Rabu, 13 November 2024

Madu Kaliandra dari Kebun Energi Kaliandra

Madu kaliandra bisa dikatakan salah satu madu terbak di dunia. Kualitas dan cita rasa madu kaliandra di atas madu-madu lainnya seperti madu karet, madu akasia dan madu randu. Tetapi ternyata produksi madu kaliandra juga tidak semudah madu-madu lainnya. Sejumlah hal perlu diupayakan sehingga target untuk mendapatkan kualitas dan kuantitas madu kaliandra tersebut bisa tercapai termasuk adalah rekayasa atau pengkayaan tanaman kebun energi dan pemilihan spesies lebah madu yang sesuai.
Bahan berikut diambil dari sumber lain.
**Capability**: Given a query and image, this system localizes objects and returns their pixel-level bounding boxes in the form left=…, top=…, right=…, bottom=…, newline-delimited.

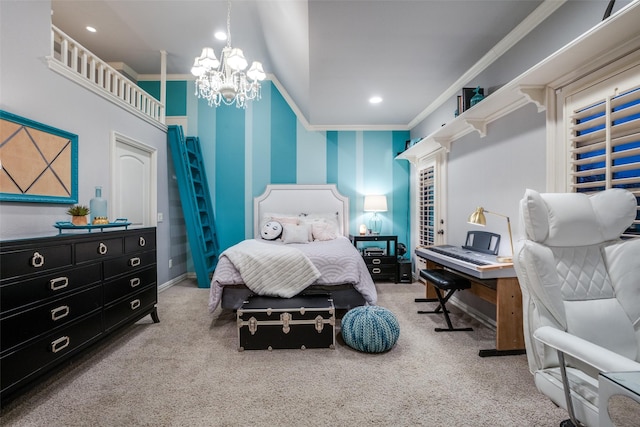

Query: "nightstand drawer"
left=368, top=265, right=397, bottom=278
left=364, top=256, right=396, bottom=267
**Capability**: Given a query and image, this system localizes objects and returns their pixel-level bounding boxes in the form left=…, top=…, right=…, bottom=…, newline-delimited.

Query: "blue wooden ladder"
left=167, top=125, right=219, bottom=288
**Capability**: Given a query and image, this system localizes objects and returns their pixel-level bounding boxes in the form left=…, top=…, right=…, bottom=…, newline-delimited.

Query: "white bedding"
left=208, top=236, right=377, bottom=312
left=222, top=239, right=321, bottom=298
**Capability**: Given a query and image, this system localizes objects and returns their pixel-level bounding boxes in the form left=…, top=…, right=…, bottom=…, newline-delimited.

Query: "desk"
left=416, top=247, right=525, bottom=357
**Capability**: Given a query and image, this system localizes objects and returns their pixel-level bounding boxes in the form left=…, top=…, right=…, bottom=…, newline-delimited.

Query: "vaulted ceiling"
left=51, top=0, right=549, bottom=129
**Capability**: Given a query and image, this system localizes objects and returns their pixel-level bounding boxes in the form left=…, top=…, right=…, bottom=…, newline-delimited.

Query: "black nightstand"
left=349, top=235, right=398, bottom=282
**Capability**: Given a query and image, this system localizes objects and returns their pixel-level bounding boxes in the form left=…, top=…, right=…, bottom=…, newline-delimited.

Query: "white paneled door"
left=111, top=132, right=157, bottom=227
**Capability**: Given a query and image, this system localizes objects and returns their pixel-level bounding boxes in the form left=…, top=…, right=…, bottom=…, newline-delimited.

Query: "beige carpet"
left=1, top=280, right=571, bottom=426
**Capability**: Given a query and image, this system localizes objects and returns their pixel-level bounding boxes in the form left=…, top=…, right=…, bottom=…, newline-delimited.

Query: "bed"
left=208, top=184, right=377, bottom=312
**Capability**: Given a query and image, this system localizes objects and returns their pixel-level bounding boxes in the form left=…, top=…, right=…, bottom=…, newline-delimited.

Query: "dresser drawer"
left=1, top=263, right=101, bottom=314
left=1, top=284, right=102, bottom=353
left=124, top=230, right=156, bottom=253
left=103, top=251, right=156, bottom=280
left=0, top=243, right=73, bottom=281
left=104, top=286, right=157, bottom=332
left=103, top=266, right=156, bottom=305
left=0, top=312, right=102, bottom=396
left=75, top=236, right=124, bottom=264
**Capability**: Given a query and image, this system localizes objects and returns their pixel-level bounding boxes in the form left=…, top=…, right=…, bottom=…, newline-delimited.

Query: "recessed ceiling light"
left=214, top=31, right=227, bottom=41
left=369, top=96, right=383, bottom=104
left=86, top=26, right=97, bottom=33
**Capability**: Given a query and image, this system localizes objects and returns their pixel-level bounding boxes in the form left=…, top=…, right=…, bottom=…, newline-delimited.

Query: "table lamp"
left=364, top=195, right=387, bottom=235
left=468, top=207, right=514, bottom=263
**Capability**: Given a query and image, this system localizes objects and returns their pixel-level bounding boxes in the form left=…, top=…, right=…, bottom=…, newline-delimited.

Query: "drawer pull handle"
left=130, top=277, right=141, bottom=288
left=50, top=276, right=69, bottom=291
left=50, top=336, right=70, bottom=353
left=31, top=251, right=45, bottom=268
left=372, top=268, right=381, bottom=274
left=129, top=257, right=141, bottom=267
left=51, top=305, right=70, bottom=321
left=130, top=299, right=141, bottom=310
left=139, top=237, right=146, bottom=247
left=372, top=258, right=381, bottom=265
left=98, top=242, right=108, bottom=255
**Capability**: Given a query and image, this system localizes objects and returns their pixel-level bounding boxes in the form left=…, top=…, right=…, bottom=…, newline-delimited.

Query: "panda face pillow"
left=261, top=221, right=283, bottom=240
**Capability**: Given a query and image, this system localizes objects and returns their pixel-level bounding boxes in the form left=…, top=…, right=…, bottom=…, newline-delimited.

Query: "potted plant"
left=66, top=205, right=90, bottom=226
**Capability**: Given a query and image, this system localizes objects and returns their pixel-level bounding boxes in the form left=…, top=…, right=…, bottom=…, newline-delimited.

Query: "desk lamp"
left=364, top=195, right=387, bottom=235
left=468, top=207, right=514, bottom=263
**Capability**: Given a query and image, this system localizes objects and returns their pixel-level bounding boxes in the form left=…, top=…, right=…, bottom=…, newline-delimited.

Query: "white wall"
left=0, top=1, right=177, bottom=285
left=446, top=104, right=546, bottom=253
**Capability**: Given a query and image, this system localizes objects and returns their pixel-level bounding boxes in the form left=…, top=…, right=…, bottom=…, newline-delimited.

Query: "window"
left=566, top=67, right=640, bottom=237
left=418, top=165, right=435, bottom=246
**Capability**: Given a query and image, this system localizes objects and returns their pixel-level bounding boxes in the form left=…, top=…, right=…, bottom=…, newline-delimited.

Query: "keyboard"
left=428, top=246, right=492, bottom=266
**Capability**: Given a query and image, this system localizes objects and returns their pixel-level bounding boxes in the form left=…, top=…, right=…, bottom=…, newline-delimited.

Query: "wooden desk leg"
left=478, top=277, right=526, bottom=357
left=415, top=260, right=438, bottom=304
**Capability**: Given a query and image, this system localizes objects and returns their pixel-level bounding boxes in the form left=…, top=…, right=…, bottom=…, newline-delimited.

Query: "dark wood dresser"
left=0, top=227, right=158, bottom=403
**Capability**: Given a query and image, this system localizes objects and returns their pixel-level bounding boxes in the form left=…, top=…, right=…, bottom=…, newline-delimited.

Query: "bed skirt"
left=221, top=283, right=367, bottom=311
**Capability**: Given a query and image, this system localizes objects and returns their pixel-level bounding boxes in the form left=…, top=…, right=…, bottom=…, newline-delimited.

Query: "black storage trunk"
left=237, top=295, right=335, bottom=351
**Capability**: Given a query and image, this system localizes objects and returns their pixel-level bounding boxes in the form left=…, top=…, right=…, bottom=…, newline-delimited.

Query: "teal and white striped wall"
left=142, top=80, right=410, bottom=253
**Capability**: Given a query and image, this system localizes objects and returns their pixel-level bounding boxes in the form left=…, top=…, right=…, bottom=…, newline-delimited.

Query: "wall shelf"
left=397, top=1, right=640, bottom=165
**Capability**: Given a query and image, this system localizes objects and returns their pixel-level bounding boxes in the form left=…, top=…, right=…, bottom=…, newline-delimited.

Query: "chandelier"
left=191, top=0, right=266, bottom=108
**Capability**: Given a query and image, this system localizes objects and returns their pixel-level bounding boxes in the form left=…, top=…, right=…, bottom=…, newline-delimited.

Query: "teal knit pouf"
left=341, top=305, right=400, bottom=353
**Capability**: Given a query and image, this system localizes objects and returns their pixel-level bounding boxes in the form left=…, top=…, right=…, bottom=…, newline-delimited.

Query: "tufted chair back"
left=514, top=188, right=640, bottom=426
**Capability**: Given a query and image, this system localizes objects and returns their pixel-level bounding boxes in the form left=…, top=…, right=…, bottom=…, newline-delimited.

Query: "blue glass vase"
left=90, top=186, right=107, bottom=224
left=470, top=86, right=484, bottom=107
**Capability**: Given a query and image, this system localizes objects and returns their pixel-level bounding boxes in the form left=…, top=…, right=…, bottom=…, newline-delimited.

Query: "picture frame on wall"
left=0, top=110, right=78, bottom=203
left=461, top=87, right=484, bottom=112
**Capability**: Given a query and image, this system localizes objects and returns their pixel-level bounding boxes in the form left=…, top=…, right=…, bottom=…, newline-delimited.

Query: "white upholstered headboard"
left=254, top=184, right=350, bottom=238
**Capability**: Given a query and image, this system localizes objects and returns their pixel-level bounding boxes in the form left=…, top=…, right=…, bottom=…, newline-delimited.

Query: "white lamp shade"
left=226, top=48, right=248, bottom=71
left=199, top=47, right=220, bottom=69
left=247, top=61, right=266, bottom=81
left=364, top=195, right=387, bottom=212
left=191, top=58, right=205, bottom=76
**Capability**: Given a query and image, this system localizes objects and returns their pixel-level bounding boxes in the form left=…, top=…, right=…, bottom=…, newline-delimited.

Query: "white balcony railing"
left=48, top=25, right=165, bottom=128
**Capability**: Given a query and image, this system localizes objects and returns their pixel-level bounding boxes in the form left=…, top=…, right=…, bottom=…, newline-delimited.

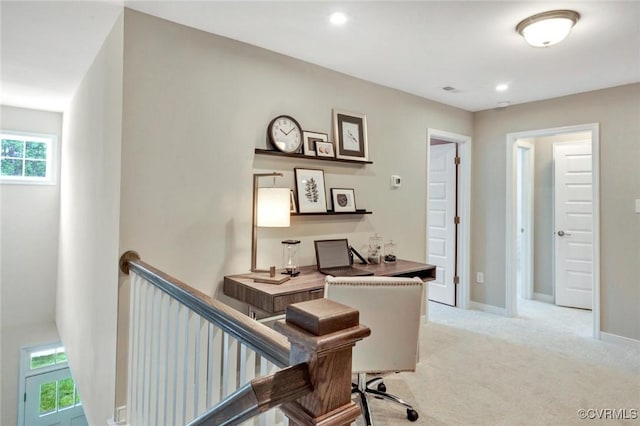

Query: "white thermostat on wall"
left=391, top=175, right=402, bottom=188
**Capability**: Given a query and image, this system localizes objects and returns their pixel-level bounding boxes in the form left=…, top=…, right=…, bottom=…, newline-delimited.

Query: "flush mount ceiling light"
left=516, top=10, right=580, bottom=47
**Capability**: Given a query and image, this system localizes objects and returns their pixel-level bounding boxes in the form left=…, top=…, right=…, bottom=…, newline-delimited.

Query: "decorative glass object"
left=282, top=240, right=301, bottom=276
left=368, top=234, right=382, bottom=264
left=384, top=240, right=397, bottom=263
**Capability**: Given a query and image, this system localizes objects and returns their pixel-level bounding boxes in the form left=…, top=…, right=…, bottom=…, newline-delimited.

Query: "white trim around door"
left=426, top=128, right=472, bottom=309
left=505, top=123, right=600, bottom=339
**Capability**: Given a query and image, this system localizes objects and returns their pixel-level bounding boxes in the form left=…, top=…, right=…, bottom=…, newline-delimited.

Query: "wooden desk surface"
left=223, top=259, right=435, bottom=315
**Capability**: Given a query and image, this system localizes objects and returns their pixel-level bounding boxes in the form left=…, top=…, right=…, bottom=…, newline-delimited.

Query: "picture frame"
left=302, top=131, right=328, bottom=157
left=330, top=188, right=357, bottom=213
left=294, top=168, right=327, bottom=213
left=333, top=109, right=369, bottom=161
left=315, top=141, right=335, bottom=158
left=289, top=189, right=297, bottom=213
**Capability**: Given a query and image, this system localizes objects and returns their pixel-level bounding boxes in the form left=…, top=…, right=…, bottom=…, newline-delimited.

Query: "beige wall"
left=119, top=9, right=472, bottom=299
left=1, top=105, right=62, bottom=426
left=474, top=83, right=640, bottom=340
left=56, top=14, right=123, bottom=425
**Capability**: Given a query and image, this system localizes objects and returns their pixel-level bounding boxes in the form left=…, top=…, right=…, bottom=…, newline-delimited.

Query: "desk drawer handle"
left=310, top=289, right=323, bottom=294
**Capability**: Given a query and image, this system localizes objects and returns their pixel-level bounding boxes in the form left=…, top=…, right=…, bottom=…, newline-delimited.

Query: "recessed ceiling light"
left=516, top=10, right=580, bottom=47
left=496, top=84, right=509, bottom=92
left=329, top=12, right=348, bottom=26
left=442, top=86, right=456, bottom=91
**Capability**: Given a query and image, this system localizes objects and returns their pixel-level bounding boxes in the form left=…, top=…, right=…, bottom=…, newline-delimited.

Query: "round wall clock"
left=267, top=115, right=303, bottom=153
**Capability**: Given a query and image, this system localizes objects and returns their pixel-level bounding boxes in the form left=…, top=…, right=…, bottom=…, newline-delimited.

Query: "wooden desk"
left=223, top=259, right=436, bottom=316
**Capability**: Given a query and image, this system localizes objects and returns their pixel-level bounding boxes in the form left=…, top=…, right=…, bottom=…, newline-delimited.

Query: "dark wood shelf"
left=292, top=210, right=372, bottom=216
left=255, top=148, right=372, bottom=165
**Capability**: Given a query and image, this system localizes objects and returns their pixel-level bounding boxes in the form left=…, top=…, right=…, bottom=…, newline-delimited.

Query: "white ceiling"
left=2, top=1, right=639, bottom=113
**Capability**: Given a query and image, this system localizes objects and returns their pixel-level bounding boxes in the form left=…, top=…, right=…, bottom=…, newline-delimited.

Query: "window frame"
left=1, top=129, right=57, bottom=185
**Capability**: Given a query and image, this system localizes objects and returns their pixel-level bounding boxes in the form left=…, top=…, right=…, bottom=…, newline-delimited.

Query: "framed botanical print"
left=294, top=168, right=327, bottom=213
left=333, top=109, right=369, bottom=161
left=331, top=188, right=356, bottom=212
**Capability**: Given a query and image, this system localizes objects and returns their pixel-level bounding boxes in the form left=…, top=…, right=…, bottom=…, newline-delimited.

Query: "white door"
left=516, top=142, right=534, bottom=300
left=24, top=367, right=87, bottom=426
left=428, top=143, right=457, bottom=305
left=554, top=141, right=593, bottom=309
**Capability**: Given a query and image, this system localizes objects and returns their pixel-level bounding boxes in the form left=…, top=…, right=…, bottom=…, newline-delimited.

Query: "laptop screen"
left=314, top=239, right=351, bottom=269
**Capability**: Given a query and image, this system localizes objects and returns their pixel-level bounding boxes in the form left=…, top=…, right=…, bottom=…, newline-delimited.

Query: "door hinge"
left=454, top=275, right=460, bottom=285
left=454, top=156, right=461, bottom=165
left=454, top=216, right=460, bottom=224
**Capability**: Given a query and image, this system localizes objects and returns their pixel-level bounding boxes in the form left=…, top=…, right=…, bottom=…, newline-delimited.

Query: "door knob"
left=557, top=230, right=572, bottom=237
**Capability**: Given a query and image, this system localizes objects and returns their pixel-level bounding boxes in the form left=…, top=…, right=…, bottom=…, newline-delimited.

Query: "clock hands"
left=278, top=127, right=296, bottom=136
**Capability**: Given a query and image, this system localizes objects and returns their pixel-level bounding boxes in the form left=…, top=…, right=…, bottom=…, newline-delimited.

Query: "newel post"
left=274, top=298, right=370, bottom=426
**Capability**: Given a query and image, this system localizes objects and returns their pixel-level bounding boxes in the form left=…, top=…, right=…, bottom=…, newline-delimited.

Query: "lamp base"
left=282, top=270, right=300, bottom=277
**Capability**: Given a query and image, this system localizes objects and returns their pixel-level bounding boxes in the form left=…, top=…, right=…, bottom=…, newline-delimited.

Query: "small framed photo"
left=333, top=109, right=368, bottom=161
left=316, top=141, right=335, bottom=158
left=331, top=188, right=357, bottom=213
left=302, top=131, right=328, bottom=157
left=294, top=168, right=327, bottom=213
left=289, top=190, right=297, bottom=213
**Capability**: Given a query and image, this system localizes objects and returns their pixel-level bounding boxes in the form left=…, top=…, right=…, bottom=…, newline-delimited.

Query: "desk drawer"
left=273, top=288, right=324, bottom=313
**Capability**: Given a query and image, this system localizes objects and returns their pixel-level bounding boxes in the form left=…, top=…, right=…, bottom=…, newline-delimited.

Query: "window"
left=30, top=346, right=67, bottom=370
left=1, top=130, right=56, bottom=184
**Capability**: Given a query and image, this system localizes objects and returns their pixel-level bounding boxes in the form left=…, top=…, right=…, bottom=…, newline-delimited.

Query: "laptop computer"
left=314, top=239, right=374, bottom=276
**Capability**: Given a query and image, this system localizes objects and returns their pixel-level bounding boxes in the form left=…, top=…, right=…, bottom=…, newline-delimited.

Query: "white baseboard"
left=533, top=292, right=554, bottom=303
left=468, top=301, right=506, bottom=316
left=600, top=332, right=640, bottom=348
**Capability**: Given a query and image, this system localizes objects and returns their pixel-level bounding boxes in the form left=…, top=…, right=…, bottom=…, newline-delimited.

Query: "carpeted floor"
left=354, top=299, right=640, bottom=426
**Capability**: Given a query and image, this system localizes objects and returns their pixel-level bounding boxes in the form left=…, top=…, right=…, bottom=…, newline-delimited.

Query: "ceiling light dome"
left=516, top=10, right=580, bottom=47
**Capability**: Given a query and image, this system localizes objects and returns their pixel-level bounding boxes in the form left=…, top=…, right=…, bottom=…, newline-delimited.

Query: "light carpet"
left=353, top=299, right=639, bottom=426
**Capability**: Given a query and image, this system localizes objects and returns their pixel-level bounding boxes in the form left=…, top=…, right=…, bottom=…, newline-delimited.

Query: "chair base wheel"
left=377, top=382, right=386, bottom=392
left=407, top=409, right=419, bottom=422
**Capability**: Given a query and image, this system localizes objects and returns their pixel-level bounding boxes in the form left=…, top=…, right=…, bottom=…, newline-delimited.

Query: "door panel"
left=25, top=368, right=87, bottom=426
left=554, top=141, right=593, bottom=309
left=428, top=143, right=457, bottom=306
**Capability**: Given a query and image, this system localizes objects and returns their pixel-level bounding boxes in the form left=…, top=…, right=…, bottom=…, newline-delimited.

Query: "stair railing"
left=119, top=250, right=369, bottom=426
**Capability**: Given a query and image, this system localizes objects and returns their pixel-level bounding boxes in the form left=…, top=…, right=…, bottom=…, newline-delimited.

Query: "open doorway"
left=506, top=124, right=600, bottom=338
left=426, top=129, right=471, bottom=309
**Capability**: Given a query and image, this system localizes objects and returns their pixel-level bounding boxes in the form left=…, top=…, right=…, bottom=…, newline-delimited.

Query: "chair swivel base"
left=352, top=375, right=419, bottom=425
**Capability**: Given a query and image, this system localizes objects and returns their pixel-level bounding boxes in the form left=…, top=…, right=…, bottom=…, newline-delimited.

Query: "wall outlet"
left=476, top=272, right=484, bottom=283
left=636, top=199, right=640, bottom=214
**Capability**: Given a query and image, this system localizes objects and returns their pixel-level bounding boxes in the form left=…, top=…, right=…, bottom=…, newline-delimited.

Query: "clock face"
left=268, top=115, right=303, bottom=153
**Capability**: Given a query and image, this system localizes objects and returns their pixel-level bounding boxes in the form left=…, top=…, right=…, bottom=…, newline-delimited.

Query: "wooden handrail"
left=119, top=250, right=290, bottom=367
left=186, top=362, right=312, bottom=426
left=120, top=250, right=370, bottom=426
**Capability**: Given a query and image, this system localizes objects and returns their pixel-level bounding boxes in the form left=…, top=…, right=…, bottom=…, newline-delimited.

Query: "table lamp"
left=251, top=172, right=290, bottom=273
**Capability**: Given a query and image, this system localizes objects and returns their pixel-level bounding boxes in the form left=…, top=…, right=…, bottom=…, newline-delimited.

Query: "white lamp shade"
left=257, top=187, right=290, bottom=227
left=517, top=10, right=580, bottom=48
left=522, top=18, right=574, bottom=47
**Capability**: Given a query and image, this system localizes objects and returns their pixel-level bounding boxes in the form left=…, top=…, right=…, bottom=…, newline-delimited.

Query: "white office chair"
left=324, top=276, right=424, bottom=425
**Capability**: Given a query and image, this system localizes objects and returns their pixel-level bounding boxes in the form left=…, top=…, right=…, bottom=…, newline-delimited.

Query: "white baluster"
left=207, top=324, right=223, bottom=407
left=222, top=333, right=239, bottom=398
Hal ini lah mengapa sebelum menanam kaliandra di kebun energi tersebut perlu berdiskusi dulu dengan ahli peternakan lebah madu, jika memang kebun energi juga akan memproduksi madu sebagai produk samping atau tambahan, disamping produk utama berupa wood pellet dari kayunya. Pembuatan rekayasa atau pengkayaan tanaman kebun energi tersebut jauh lebih mudah sebelum kegiatan penanaman dilakukan daripada nanti setelah kebun energi tersebut telah jadi atau berproduksi.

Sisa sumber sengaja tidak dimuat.